Suite à un arrêté de fermeture, l’union départementale FO du Morbihan a dû évacuer en urgence la Maison des syndicats de Lorient début décembre, sans solution de relogement immédiat. La municipalité essaye de profiter de la situation pour remettre en cause la convention permettant aux organisations syndicales d’être hébergées gratuitement par la Ville. Ce cas est malheureusement loin d’être isolé.

On a pu emporter les documents les plus urgents, mais l’essentiel est toujours sur place, et tous les jours on s’aperçoit qu’il nous manque quelque chose, explique Pierrick Simon, secrétaire général de l’union départementale (UD) FO du Morbihan. C’était très subit et violent.
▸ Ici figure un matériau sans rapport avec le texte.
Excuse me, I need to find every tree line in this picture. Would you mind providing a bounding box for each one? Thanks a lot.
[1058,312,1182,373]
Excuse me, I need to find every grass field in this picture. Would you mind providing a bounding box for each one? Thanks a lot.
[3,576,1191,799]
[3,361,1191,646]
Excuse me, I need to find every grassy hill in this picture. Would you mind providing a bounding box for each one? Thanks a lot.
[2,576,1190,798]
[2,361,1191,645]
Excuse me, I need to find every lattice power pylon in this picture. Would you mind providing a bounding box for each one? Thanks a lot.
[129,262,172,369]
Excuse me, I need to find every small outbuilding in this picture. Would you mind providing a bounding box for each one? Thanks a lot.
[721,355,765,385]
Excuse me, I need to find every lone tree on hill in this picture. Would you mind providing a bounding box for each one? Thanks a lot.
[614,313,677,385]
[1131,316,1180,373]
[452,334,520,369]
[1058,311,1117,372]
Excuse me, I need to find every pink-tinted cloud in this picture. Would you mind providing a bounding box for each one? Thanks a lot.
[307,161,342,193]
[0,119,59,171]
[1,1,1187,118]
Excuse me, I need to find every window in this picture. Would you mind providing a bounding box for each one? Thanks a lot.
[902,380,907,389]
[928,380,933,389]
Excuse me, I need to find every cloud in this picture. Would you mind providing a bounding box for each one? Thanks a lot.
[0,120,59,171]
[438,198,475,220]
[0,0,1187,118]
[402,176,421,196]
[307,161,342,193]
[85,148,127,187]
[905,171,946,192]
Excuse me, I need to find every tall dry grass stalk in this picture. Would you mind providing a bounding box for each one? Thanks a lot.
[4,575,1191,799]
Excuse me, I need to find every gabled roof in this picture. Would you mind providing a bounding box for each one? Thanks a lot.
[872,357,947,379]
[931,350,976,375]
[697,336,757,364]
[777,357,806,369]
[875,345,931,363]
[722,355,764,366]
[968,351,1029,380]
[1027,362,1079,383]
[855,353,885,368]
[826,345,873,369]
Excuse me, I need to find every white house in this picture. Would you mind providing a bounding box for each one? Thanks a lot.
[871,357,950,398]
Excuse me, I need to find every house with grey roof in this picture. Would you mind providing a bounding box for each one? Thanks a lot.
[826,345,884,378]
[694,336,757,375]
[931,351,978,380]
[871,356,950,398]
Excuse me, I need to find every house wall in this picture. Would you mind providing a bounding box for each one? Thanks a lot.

On pensait partir pour seulement quelques jours et ça fera bientôt deux mois.

Le 4 décembre, FO et quatre autres organisations syndicales (OS) ont dû évacuer dans la précipitation la Maison des syndicats de Lorient. Selon les experts, le bâtiment, construit au début des années 1970, est victime du syndrome du pont de Gènes et peut s’effondrer à tout moment. Les équipes des unions syndicales départementales ont eu 48 heures pour récupérer des documents et du petit matériel. Elles avaient l’interdiction de prendre des choses lourdes, pour ne pas risquer d’empirer la situation.

Depuis, l’accès aux locaux leur est interdit. Les serrures ont été changées et le bâtiment est entouré de barrières. Les bureaux resteront inaccessibles au moins jusqu’à mi-février, le temps de construire un solide étayage. Impossible encore de savoir si le bâtiment pourra être réhabilité ou non.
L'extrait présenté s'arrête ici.